Sono stati utilizzati in questo studio due campi da golf: Hope Valley Country Club (HVCC) e
Treyburn Country Club (TBCC) in Durham. Nella Hope Valley sono state individuate due sezioni, una con impianto risalente al 1926 e una creata nel 1996, entrambe vedono la presenza di un tappeto di Cynodon dactylon. Il terreno della pineta circostante è stato utilizzato come controllo. Al Treyburn Country Club, invece, gli impianti risalgono al medesimo anno ma si distinguono tre aree di studio corrispondenti a tre gradi di intervento diversi: basso, medio e alto.

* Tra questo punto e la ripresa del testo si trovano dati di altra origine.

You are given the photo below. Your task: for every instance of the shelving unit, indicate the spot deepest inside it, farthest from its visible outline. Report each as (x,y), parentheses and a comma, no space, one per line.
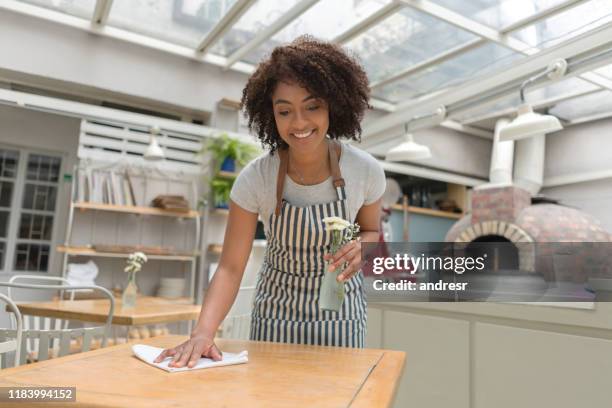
(68,250)
(135,210)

Il terreno è stato sottoposto a carotaggi periodici ed è stato analizzato con specifiche metodologie di laboratorio. 
I ricercatori hanno quindi confrontato metodi di gestione classica, con elevati input di acqua e fertilizzanti, con una situazione di basse lavorazioni.
È stato osservato che utilizzando un minor ricorso agli interventi sul terreno, quindi seguendo una gestione moderata o bassa, la quantità di carbonio presente nel suolo aumenta, così come si assiste all'incremento della biomassa microbica e dell'attività biologica dei microrganismi. Notevoli benefici sono stati riscontrati anche grazie alla deposizione dell'erba tagliata sulla superficie del terreno (“mulching”) che apporta carbonio organico.
Nel caso di una scarsa gestione del suolo l'attività dei microrganismi potrebbe risultare limitata, a causa di una minore disponibilità di acqua e nutrienti. Tuttavia, nel caso di tappeti erbosi gestiti con i metodi correnti, quindi somministrando acqua e fertilizzanti, gli interventi continui come le lavorazioni e i frequenti tagli interrompono la colonizzazione microbica. Questo ci permette di osservare quantità di microrganismi molto maggiori in terreni non lavorati.

L'approccio del “no-tillage”.
Questa ricerca sembra quindi fornire dei punti a favore a un metodo di coltivazione che nasce dalle idee di Edward Faulkner, esposte nel libro “Plowman's Folly” del 1943: il “no-tillage” o “zero-tillage”.
Tale tecnica pone come base il rifiuto di effettuare lavorazioni, quantomeno quelle profonde, perseguendo l'obiettivo di permettere alla flora microbica del terreno di svilupparsi naturalmente, limitando al contempo i fenomeni di erosione che interessano la maggior parte dei suoli coltivati.